GraphDB supports FTS Lucene plugin to build RDF 'molecule' to index texts efficiently. However, when there is a typo (missspell) in the word your are searching, Lucene would not retrieve a result. I wonder if it is possible to implement a FuzzyQuery based on the Damerau-Levenshtein algorithm on top the Lucene Index in GraphDB for FTS. That way even if the word is not correctly spell you can get a list of more 'closed' words based on an edit distance similarity.
This is the index I have created for indexing labels of NounSynset in WordNet RDF.
PREFIX wn20schema: <http://www.w3.org/2006/03/wn/wn20/schema/>
INSERT DATA {
luc:index luc:setParam "uris" .
luc:include luc:setParam "literals" .
luc:moleculeSize luc:setParam "1" .
luc:includePredicates luc:setParam "http://www.w3.org/2000/01/rdf-schema#label" .
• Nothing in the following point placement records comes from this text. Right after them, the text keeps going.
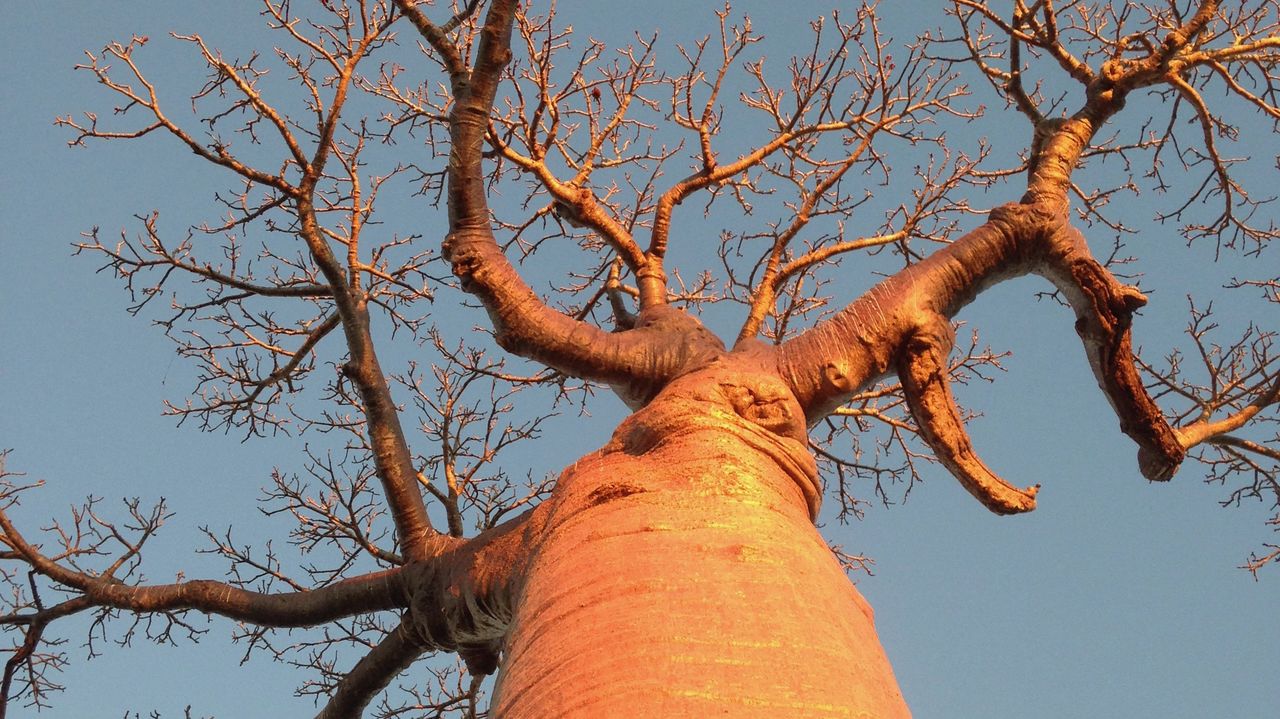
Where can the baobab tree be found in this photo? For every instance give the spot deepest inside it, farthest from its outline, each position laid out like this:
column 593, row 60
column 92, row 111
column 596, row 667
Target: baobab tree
column 673, row 571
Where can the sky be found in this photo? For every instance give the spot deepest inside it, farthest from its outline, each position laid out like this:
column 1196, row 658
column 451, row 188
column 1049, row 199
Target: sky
column 1115, row 599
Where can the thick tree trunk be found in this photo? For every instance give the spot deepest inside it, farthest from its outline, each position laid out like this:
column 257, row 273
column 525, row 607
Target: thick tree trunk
column 681, row 575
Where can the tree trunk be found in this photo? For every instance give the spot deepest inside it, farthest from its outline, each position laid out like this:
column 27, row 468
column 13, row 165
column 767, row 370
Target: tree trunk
column 680, row 573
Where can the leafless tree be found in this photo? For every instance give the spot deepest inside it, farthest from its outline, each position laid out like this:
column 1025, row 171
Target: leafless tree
column 284, row 301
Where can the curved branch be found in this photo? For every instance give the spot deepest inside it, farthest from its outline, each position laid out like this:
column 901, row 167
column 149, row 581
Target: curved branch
column 369, row 592
column 394, row 654
column 828, row 363
column 636, row 361
column 923, row 370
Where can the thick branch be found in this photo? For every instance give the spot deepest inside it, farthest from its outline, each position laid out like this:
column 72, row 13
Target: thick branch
column 371, row 674
column 832, row 361
column 370, row 592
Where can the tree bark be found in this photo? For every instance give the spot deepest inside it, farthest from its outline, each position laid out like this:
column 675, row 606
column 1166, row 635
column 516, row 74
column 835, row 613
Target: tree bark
column 680, row 572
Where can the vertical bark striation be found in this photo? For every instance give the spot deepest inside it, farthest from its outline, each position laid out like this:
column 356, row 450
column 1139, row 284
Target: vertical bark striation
column 681, row 575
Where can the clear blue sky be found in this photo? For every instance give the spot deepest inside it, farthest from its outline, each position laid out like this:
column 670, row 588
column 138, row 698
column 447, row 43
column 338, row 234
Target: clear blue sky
column 1115, row 599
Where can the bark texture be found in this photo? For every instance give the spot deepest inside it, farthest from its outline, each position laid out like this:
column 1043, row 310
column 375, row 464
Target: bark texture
column 680, row 572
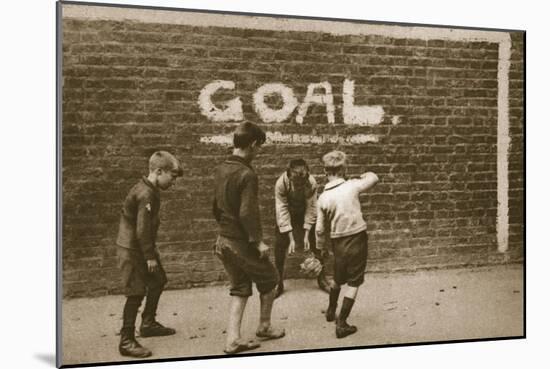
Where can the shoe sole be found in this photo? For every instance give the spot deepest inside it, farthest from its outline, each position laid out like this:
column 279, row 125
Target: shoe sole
column 138, row 356
column 345, row 334
column 155, row 335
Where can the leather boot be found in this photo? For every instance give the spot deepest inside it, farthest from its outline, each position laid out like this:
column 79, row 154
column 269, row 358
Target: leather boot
column 129, row 346
column 332, row 304
column 150, row 328
column 323, row 281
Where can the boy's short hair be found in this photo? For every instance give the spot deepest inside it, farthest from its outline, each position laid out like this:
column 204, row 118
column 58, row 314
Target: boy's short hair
column 247, row 133
column 334, row 162
column 295, row 163
column 165, row 161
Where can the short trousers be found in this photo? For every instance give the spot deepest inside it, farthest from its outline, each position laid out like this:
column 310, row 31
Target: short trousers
column 136, row 278
column 350, row 259
column 244, row 266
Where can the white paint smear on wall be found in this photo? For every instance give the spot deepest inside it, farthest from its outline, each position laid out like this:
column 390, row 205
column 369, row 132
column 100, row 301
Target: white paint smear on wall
column 233, row 110
column 278, row 138
column 359, row 115
column 349, row 28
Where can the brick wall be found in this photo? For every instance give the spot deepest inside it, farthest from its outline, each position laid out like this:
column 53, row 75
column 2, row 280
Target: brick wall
column 130, row 88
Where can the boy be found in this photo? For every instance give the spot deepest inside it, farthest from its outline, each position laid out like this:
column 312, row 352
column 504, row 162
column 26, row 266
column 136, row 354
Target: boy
column 142, row 272
column 296, row 212
column 239, row 245
column 339, row 216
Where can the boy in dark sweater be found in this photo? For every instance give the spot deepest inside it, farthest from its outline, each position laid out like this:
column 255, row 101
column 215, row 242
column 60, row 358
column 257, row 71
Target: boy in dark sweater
column 142, row 271
column 296, row 212
column 239, row 245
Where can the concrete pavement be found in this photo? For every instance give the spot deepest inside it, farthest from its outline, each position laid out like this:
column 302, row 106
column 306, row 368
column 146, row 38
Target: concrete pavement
column 391, row 308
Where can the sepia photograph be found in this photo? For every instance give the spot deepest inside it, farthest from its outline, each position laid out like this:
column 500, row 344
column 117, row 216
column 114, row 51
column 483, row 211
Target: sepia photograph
column 241, row 184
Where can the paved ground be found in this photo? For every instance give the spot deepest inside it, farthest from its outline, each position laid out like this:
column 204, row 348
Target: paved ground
column 390, row 309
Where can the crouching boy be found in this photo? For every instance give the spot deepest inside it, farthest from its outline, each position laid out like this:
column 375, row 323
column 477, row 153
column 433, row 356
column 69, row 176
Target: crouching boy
column 339, row 217
column 142, row 272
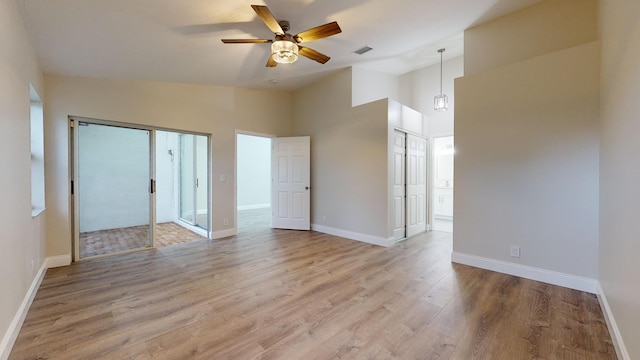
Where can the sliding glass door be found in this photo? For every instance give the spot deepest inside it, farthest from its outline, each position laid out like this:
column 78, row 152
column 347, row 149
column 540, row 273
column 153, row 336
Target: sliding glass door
column 194, row 171
column 113, row 189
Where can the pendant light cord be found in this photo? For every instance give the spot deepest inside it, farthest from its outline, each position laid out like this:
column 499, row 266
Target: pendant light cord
column 441, row 51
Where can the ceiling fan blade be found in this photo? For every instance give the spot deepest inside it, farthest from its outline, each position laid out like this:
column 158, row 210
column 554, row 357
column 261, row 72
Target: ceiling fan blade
column 246, row 41
column 318, row 32
column 268, row 19
column 313, row 55
column 271, row 62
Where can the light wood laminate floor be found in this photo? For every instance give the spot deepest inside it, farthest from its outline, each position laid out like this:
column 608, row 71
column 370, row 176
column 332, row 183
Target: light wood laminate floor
column 277, row 294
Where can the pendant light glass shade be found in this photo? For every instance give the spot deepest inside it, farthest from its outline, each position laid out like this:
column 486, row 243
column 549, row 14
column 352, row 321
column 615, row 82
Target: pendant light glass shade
column 441, row 102
column 284, row 51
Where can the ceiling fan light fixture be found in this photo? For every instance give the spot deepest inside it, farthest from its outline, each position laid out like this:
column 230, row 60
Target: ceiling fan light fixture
column 284, row 51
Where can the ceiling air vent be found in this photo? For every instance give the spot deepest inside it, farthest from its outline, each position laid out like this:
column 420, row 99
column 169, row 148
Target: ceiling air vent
column 363, row 50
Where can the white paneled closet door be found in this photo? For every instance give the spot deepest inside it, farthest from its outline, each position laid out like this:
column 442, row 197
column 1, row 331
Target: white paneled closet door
column 399, row 185
column 416, row 184
column 290, row 199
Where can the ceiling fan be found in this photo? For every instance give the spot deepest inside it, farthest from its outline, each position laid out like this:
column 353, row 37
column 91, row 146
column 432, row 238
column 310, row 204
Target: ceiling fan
column 285, row 48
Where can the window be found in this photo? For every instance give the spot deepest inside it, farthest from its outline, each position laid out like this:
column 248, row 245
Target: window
column 37, row 153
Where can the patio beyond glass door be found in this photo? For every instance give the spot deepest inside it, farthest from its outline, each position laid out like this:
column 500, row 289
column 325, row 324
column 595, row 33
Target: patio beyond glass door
column 113, row 172
column 193, row 180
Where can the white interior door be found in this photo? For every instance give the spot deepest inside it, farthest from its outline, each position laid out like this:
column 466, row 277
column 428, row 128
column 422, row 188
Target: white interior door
column 399, row 152
column 291, row 176
column 416, row 185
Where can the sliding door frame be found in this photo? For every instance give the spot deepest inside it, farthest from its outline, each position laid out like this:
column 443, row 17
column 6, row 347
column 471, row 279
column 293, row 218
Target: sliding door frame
column 73, row 172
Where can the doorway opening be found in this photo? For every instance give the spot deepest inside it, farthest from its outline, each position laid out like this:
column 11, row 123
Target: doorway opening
column 409, row 185
column 442, row 199
column 125, row 186
column 253, row 182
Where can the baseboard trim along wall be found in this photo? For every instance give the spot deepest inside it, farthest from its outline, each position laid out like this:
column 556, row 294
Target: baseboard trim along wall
column 57, row 261
column 223, row 233
column 353, row 235
column 528, row 272
column 14, row 329
column 618, row 343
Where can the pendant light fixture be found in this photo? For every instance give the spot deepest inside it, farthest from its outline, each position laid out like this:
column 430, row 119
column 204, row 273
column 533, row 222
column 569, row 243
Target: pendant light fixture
column 441, row 102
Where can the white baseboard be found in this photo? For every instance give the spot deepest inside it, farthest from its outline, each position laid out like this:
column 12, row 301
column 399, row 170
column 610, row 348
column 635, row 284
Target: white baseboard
column 614, row 331
column 57, row 261
column 353, row 235
column 251, row 207
column 16, row 324
column 528, row 272
column 223, row 233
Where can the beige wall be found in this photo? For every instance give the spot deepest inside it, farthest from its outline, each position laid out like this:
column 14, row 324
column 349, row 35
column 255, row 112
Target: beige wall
column 619, row 168
column 370, row 85
column 214, row 110
column 21, row 236
column 526, row 160
column 348, row 152
column 537, row 30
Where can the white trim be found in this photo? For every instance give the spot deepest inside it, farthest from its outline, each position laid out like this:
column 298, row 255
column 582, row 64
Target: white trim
column 353, row 235
column 618, row 343
column 223, row 233
column 11, row 335
column 251, row 207
column 57, row 261
column 528, row 272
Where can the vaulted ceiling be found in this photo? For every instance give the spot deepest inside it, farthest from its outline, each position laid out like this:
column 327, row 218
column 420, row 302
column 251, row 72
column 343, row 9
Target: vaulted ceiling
column 179, row 40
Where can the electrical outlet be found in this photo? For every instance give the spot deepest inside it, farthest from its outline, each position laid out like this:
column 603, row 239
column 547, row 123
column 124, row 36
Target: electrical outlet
column 515, row 251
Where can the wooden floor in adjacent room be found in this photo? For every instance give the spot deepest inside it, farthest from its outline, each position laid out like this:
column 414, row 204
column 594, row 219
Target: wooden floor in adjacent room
column 277, row 294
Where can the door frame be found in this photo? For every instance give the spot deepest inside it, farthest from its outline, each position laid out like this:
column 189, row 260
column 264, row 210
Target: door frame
column 428, row 185
column 432, row 149
column 73, row 164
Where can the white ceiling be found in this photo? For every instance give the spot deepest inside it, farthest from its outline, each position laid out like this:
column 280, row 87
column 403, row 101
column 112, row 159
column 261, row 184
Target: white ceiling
column 179, row 40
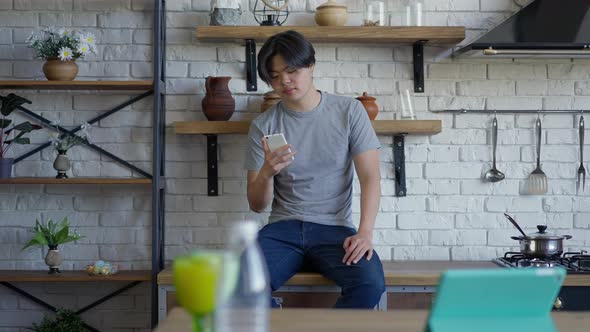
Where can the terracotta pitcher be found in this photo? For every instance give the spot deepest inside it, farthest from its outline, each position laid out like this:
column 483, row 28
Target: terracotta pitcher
column 218, row 104
column 370, row 105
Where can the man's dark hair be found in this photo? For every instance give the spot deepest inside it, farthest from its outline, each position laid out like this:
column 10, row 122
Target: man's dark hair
column 292, row 46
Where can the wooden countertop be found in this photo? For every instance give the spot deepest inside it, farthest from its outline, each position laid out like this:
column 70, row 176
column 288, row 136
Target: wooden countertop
column 330, row 320
column 401, row 273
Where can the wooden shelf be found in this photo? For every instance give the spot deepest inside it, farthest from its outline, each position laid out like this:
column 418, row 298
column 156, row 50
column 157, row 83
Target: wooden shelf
column 76, row 85
column 347, row 34
column 398, row 273
column 241, row 127
column 71, row 276
column 76, row 181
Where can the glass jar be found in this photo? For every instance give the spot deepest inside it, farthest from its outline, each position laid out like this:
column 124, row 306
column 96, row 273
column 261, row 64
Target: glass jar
column 407, row 13
column 374, row 13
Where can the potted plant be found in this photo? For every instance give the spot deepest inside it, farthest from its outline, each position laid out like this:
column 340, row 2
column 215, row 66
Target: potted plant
column 65, row 321
column 61, row 48
column 62, row 143
column 10, row 135
column 52, row 234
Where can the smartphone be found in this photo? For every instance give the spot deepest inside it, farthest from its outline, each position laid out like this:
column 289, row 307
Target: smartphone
column 275, row 141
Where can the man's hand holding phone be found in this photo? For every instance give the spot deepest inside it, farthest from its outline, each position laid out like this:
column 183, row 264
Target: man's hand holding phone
column 277, row 154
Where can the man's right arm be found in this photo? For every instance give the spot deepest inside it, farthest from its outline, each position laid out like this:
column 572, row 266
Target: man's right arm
column 259, row 191
column 260, row 184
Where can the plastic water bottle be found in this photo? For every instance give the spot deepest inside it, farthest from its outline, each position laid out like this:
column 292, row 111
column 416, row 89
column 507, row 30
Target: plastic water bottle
column 243, row 296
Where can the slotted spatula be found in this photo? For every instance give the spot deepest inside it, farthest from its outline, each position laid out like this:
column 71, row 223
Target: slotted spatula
column 537, row 181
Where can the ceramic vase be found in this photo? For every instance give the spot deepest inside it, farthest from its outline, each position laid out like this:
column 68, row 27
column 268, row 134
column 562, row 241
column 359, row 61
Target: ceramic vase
column 6, row 167
column 57, row 70
column 61, row 164
column 218, row 104
column 53, row 259
column 370, row 105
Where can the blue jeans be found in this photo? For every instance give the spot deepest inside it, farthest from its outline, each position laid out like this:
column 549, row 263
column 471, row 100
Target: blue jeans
column 290, row 246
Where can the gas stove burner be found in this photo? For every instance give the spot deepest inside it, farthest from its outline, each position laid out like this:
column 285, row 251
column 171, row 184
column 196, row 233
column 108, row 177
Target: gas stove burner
column 537, row 263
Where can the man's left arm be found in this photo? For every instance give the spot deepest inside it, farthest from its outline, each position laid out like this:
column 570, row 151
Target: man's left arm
column 366, row 165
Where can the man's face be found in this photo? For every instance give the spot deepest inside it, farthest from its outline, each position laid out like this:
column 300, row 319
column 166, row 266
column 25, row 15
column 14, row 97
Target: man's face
column 292, row 84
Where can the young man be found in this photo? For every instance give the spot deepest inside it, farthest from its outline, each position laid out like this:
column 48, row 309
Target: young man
column 310, row 224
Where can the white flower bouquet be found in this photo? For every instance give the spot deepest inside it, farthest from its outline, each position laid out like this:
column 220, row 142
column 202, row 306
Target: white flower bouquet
column 52, row 43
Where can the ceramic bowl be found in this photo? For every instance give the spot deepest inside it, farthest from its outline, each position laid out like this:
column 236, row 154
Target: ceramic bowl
column 331, row 13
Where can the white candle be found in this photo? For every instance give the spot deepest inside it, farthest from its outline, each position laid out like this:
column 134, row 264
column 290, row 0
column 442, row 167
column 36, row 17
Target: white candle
column 418, row 13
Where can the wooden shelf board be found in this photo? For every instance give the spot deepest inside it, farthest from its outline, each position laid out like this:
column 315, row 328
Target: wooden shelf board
column 346, row 34
column 70, row 276
column 76, row 85
column 241, row 127
column 76, row 181
column 398, row 273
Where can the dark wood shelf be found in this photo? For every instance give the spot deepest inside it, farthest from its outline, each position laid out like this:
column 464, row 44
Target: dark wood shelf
column 76, row 181
column 76, row 85
column 346, row 34
column 241, row 127
column 71, row 276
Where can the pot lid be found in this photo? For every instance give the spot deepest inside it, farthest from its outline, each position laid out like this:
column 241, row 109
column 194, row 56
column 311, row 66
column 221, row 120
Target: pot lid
column 543, row 235
column 331, row 4
column 365, row 97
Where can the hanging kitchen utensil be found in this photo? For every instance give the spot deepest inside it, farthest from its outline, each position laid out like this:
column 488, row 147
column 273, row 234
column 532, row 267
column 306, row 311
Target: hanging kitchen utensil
column 581, row 169
column 494, row 175
column 537, row 181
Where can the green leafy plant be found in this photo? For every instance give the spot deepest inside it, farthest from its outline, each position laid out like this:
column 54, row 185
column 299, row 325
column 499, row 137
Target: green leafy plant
column 61, row 43
column 52, row 234
column 65, row 321
column 63, row 142
column 9, row 104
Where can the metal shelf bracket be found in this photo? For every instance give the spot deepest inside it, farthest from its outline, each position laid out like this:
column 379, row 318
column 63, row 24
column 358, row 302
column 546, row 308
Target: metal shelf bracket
column 418, row 57
column 212, row 178
column 399, row 164
column 251, row 83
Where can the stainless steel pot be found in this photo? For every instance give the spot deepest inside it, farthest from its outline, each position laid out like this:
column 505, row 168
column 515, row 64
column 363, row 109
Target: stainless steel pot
column 540, row 244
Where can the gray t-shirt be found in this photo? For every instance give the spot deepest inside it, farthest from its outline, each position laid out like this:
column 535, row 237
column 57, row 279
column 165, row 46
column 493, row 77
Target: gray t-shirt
column 317, row 185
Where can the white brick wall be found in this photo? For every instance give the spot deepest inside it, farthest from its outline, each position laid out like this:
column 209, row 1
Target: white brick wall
column 449, row 212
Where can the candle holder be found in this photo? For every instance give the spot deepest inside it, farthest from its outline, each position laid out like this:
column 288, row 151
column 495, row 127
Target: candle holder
column 271, row 12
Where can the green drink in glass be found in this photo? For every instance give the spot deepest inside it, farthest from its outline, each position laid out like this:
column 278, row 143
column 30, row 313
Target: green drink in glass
column 195, row 279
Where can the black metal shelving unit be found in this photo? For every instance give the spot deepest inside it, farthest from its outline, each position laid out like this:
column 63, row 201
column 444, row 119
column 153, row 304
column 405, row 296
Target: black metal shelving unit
column 157, row 88
column 159, row 153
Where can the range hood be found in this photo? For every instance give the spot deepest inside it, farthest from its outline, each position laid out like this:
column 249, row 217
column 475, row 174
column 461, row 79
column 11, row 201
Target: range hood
column 557, row 28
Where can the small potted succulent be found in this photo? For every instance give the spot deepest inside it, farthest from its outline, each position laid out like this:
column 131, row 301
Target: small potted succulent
column 62, row 143
column 10, row 133
column 65, row 321
column 61, row 48
column 52, row 234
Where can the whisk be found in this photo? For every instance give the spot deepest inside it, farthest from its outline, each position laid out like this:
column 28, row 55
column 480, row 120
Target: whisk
column 537, row 181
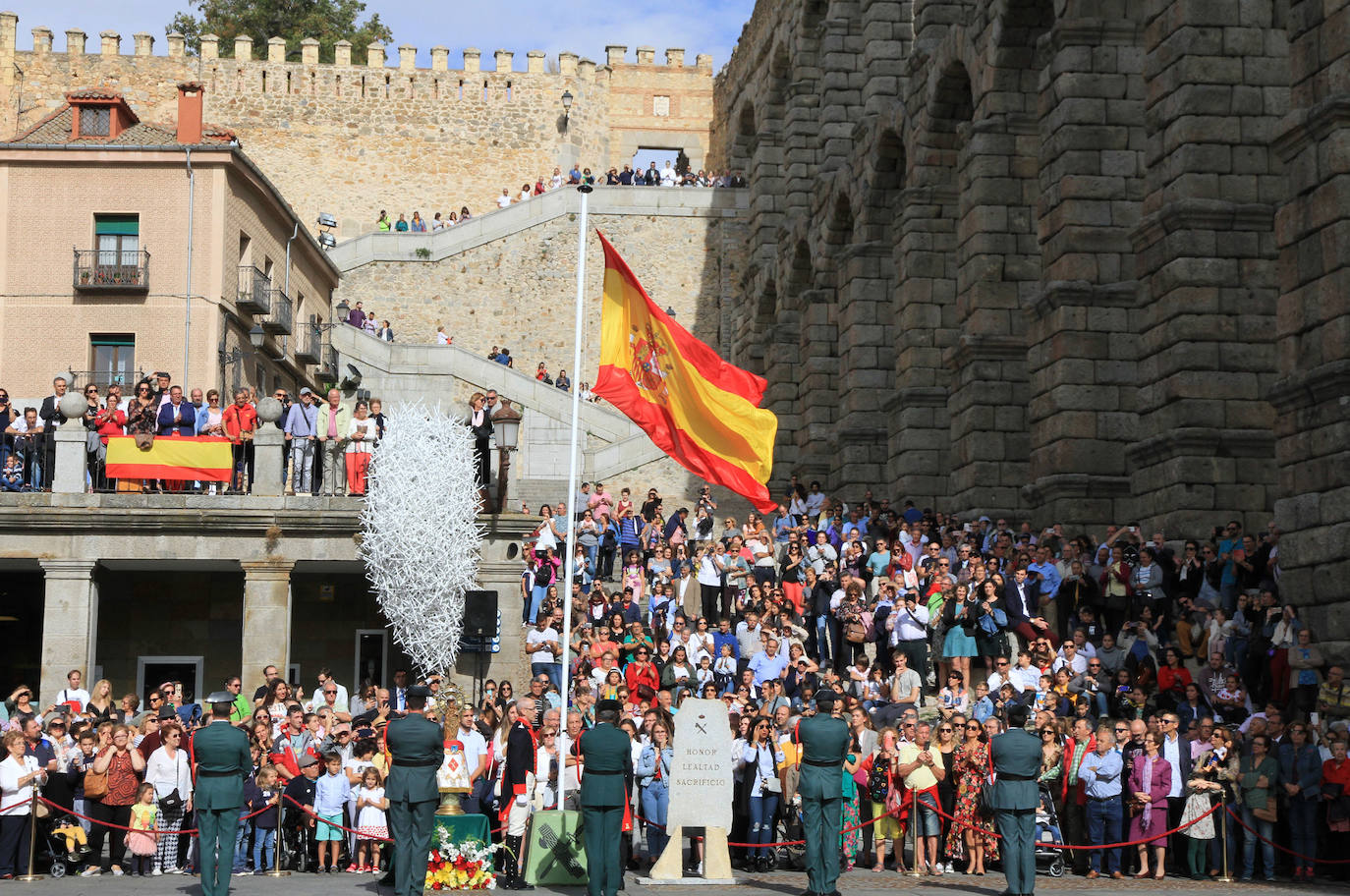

luc:includeEntities luc:setParam wn20schema:NounSynset.
luc:nounIndex luc:createIndex "true".
}
When running the query
select * where {
{?id luc:nounIndex "credict"}
?id luc:score ?score.
}
The result is empty and I would like to get at least the word "credit" as the edit distance is 1.
Thank you!!!
If you use the ~
it should give you a fuzzy match.